As etapas Belém e Marajó do projeto, registradas nos documentários “Letras Q Flutuam” e “Marajó das Letras”, trazem para o Brasil uma mostra dessa cultura das letras decoradas, com as histórias dos abridores, a prática da confecção das letras e a transmissão desse conhecimento para outras gerações de artistas ribeirinhos.
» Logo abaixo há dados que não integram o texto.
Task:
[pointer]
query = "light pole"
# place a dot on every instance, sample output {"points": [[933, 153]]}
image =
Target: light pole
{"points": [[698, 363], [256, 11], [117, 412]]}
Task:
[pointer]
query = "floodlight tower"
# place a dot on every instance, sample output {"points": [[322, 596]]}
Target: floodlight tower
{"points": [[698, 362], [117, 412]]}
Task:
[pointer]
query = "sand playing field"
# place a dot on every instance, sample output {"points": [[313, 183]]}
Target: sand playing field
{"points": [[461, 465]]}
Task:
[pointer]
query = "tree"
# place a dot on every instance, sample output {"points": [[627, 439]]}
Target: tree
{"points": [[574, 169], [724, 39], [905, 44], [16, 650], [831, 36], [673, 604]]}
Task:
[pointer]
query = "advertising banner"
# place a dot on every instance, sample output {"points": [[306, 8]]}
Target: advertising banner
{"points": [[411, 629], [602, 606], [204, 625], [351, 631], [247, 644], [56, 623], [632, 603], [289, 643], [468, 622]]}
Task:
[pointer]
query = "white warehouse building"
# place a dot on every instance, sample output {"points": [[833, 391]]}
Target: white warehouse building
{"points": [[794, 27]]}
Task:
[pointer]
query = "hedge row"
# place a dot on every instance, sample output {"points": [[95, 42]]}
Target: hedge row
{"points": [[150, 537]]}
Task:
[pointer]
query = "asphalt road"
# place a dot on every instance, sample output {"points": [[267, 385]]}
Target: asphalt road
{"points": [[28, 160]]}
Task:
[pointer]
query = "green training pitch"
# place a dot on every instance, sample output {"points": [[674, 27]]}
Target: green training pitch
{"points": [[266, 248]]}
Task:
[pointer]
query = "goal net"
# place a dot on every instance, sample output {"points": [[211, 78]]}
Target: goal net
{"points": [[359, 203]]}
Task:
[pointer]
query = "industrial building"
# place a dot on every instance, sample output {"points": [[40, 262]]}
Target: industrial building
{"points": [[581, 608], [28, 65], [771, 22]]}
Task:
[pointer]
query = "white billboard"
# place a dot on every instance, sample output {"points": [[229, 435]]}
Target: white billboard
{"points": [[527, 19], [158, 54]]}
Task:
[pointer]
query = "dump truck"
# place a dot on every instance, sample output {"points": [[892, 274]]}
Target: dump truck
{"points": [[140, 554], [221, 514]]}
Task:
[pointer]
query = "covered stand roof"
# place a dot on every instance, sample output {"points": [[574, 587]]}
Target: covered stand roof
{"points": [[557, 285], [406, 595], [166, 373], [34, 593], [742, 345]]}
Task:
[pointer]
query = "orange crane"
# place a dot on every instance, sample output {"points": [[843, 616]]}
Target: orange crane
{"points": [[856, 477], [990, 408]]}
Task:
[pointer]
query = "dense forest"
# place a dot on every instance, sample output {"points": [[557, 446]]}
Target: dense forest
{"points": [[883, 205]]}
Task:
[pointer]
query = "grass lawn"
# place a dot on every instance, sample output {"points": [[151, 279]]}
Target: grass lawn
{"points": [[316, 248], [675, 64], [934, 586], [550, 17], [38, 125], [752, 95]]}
Por mais que certos elementos tenham origem na Europa, a América Latina dá o seu jeito de reinventar e usar esses adornos e formas de uso de um jeito novo, que carregam consigo o sabor dos pratos típicos, os ritmos locais, as cores vivas da natureza, e tudo que faz um bom pintor, “aquele que num pequeno espaço, consegue fazer uma grande coisa”.
Recomendações:
🎧 Podcast: O que é Carimbó?, episódio do podcast Diáspora a cor da nossa cultura, produção da N’kinpa, sobre a história e tradição do Carimbó.
🎥 Vídeo: Letras que Flutuam – Etapa Belém o documentário curta-metragem de registro do ofício dos abridores de letras do Pará, com foco em Belém e cidades vizinhas.
🔗 Link: Letras Q Flutuam, o site oficial do projeto de documentação e registro dos abridores de letra da região do Marajó.
🇧🇷 Fonte brazuca: Sycaba, de Priscila Justina.
Nota do editor:
Essa quinzena tem muita coisa que eu quero falar, então vou começar exaltando algumas pessoas. A primeira é a Prof. Fernanda Martins, que coordena o projeto de mapeamento das letras decorativas amazônicas, referência desta edição, e está na coordenação da edição 2021 do DiaTipoX, que rolará online nos dias 13 e 14 de agosto, totalmente gratuita. ;)
Ainda falando de notícias boas, vale a pena mencionar a Aline Kaori e a Jéssica Silva como finalistas do The Malee Scholarship, projeto de promoção de mulheres type designers não-brancas, e a B. Benedicto entre outras mulheres de excelência em tipografia. Vale a pena seguir todas elas.
Agora, vamos falar do que eu não vou falar (?!). Tá rolando Jogos Olímpicos em Tóquio. Eu queria ter pensado em uma edição temática, mas não consegui pensar em nenhum tema a tempo. Ok, vale a pena comentar as histórias das marcas e logotipos, talvez, mas isso demanda tempo, o que eu tenho tido pouco. Pra quem sentir falta de algo relativo a esportes, na edição 24 eu falei de uniformes esportivos com números.
Por fim, o caso do Lattes, que a princípio, passou de uma indisponibilidade do serviço para a perda de todo o registro de cientistas e pesquisadores brasileiros, mas no fim voltou a ser só uma indisponibilidade que torcemos que seja temporária. Ver tudo isso perdido seria uma coisa tão perversa que a gente já está inclinado a acreditar que é o que acontece, já que o orçamento destinado ao CNPq desse ano é o menor em desde o ano 2000. Eu já gastei uma edição inteira só pra pistolar sobre como a educação brasileira tem sido tratada, não vou me prolongar agora.
Eu sei que a gente devia se conter mais em espalhar notícias falsas, mas nesse caso específico e a essa altura, eu já não culpo mais ninguém. O CNPq demorou pra dar uma posição, o sucateamento da educação anda a passos largos, e está todo mundo combalido pela pandemia e um governo de gente burra e autoritária. Talvez, pra quem precisar de remissão, exaltar o CNPq da mesma forma que temos exaltado o SUS é um bom começo.